Elaboro mais um pouco a resposta, e muito mais fragmentos de memória se acumulam. A neblina e a garoa de São Bernardo do Campo, a cidade operária de ruas de paralelepípedos com calçadas estreitas e casas geminadas. Lugar de muitos sotaques. Onde a inclusão se dá por adaptação, não por identificação. Cada um que chega procura seu espaço, seu pedaço, sua terra.
Sou estrangeira. Estranha.
Cronologicamente, chegam as lembranças de Salvador que se misturam entre os fragmentos. Tudo é quente: o sol, o mar, a pimenta do acarajé, os relacionamentos, e até a evidência das diferenças. Os espaços de cada grupo identificado são definidos por bairros, escolas, praias e clubes. A diversidade é organizada, não se mistura; o preconceito é velado, mas, ao mesmo tempo, a cidade acolhe. A inclusão se dá por cordialidade, dentro de limites.
Sou visitante. Bem vinda.
Depois de três cidades em três estados diferentes, o Banco do Brasil – a quem meu pai se dedicou e amou quase tanto quanto à família – nos transfere de volta ao estado de São Paulo, mas não mais São Bernardo do Campo; desta vez, Campinas. A complexidade da minha resposta só aumenta. “De onde você é?” Começo a não saber mais de onde. Se eu responder que sou do Brasil soa estranho. Mas era isso que eu queria dizer.
Por que Campinas? Para meus pais, casal que ascendeu pela Educação, que conquistou renda e conhecimento por estas vias, a cidade certa para os filhos seria a cidade com mais Educação, com oportunidades de ensino. Aqui, portanto, a inclusão se deu pela Educação, pela insistência e pela higienização.
Sou estrangeira. Sou estranha. Mas quando apago traços da memória e da herança histórico-cultural, sou incluída.
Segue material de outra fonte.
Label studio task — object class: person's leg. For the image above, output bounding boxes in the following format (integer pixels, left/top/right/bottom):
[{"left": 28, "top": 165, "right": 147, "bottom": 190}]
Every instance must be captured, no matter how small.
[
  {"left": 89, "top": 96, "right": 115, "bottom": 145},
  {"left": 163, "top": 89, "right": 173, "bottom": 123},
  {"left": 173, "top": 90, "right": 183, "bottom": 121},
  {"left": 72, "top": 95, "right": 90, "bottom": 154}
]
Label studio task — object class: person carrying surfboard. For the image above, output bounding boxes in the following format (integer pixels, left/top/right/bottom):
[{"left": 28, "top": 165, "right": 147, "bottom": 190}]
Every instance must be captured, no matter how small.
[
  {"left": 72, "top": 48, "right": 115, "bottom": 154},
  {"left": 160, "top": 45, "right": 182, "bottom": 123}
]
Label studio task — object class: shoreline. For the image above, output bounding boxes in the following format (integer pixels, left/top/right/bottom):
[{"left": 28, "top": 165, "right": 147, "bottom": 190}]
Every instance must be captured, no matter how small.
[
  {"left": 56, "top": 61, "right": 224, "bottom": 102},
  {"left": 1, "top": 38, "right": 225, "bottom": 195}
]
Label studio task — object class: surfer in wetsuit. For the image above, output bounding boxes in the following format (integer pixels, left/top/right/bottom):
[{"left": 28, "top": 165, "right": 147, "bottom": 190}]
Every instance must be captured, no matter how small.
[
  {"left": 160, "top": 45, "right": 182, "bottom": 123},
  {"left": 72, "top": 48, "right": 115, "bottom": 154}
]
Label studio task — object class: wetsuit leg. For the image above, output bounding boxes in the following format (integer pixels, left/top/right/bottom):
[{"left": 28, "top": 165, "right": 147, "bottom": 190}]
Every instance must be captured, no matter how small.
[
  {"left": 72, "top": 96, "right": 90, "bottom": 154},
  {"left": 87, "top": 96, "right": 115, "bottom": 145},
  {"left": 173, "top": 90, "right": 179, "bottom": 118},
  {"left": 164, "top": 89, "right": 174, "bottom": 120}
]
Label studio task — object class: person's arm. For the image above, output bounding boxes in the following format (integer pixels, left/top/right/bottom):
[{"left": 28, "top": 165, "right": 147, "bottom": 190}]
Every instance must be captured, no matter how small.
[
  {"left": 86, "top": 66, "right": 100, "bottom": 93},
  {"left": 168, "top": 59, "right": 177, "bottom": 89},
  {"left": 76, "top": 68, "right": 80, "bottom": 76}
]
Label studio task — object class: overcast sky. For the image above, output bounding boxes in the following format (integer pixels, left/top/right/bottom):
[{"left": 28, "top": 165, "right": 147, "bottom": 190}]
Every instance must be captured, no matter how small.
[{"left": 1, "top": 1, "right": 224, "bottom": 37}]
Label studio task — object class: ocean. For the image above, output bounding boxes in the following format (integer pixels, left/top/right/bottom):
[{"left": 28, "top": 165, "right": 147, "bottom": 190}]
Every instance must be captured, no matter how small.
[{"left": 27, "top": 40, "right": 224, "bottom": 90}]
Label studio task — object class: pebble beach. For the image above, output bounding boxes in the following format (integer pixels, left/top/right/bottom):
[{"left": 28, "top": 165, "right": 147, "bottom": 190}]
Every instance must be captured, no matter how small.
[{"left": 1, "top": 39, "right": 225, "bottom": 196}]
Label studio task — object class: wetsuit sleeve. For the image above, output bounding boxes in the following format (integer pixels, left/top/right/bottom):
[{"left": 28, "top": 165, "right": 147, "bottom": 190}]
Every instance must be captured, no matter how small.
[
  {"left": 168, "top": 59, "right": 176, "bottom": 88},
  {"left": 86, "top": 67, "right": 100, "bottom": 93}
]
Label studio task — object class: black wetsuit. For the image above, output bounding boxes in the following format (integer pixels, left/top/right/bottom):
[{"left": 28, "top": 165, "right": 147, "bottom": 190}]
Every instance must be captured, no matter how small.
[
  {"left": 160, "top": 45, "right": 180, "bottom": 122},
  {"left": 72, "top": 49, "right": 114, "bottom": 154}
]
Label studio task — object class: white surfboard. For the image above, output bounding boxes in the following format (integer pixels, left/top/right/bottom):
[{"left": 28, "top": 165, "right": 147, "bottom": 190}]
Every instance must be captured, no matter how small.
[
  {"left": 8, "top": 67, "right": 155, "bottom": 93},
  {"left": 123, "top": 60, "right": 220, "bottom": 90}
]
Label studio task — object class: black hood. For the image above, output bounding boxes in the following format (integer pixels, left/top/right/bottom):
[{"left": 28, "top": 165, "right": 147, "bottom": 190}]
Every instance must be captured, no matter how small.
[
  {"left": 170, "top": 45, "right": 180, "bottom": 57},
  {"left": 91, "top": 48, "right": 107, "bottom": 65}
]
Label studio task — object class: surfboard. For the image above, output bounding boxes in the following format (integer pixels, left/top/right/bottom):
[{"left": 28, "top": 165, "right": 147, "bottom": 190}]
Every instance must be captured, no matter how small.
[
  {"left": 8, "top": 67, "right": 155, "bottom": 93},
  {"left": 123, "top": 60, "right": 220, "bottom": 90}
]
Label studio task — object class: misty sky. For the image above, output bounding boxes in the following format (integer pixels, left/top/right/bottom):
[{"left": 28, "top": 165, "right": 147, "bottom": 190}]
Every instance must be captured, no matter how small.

Caio nessa armadilha, mas acordo a tempo e sobrevivo.
Entro num restaurante paulistano e vejo quase todos com a mesma ascendência, praticamente a mesma roupa, os gestos, o sotaque e o olhar excludente, tudo igual. Ambiente higienizado. Sinto-me estrangeira, estou “disfarçada” de igual, sou aquela que “não parece ser diferente”. E se eu falar ‘oxente’? Se eu tiver na pele outro tom? Se eu usar alpercata de couro?
Eu me sentiria como o garoto que olhava a vitrine de uma loja na calçada da Oscar Freire e ouviu a vendedora mandar que saísse daquele espaço. Ou talvez me sentisse como os jovens dos rolezinhos nos shoppings que eram obrigados a sair praticamente conduzidos pela Polícia. Talvez fosse igual à mulher que vestia camiseta vermelha em dia de passeata verde e amarela. E certamente me sentiria como o vendedor ambulante que foi morto em uma praia de Florianópolis. O crime? Não ser igual e ocupar um espaço que não lhe autorizaram, porque não lhe pertence.
Também me sentiria como a empregada doméstica que entra pela porta de trás e não pode sentar-se à mesa com os patrões porque precisa “colocar-se em seu lugar”, como, aliás, retrata o filme “Que horas ela volta?”, de Anna Muylaert.
E nesse momento eu cruzo minha condição de mulher à de pernambucana, nordestina, brasileira. E trago junto minha profissão que também não me desgruda. Faço outra pergunta: Onde eu posso, afinal, falar sobre tudo isso, enquanto me debato em responder uma única pergunta (“De onde você é?) – por isso prefiro perguntar, como os físicos e cientistas, em vez de dar respostas.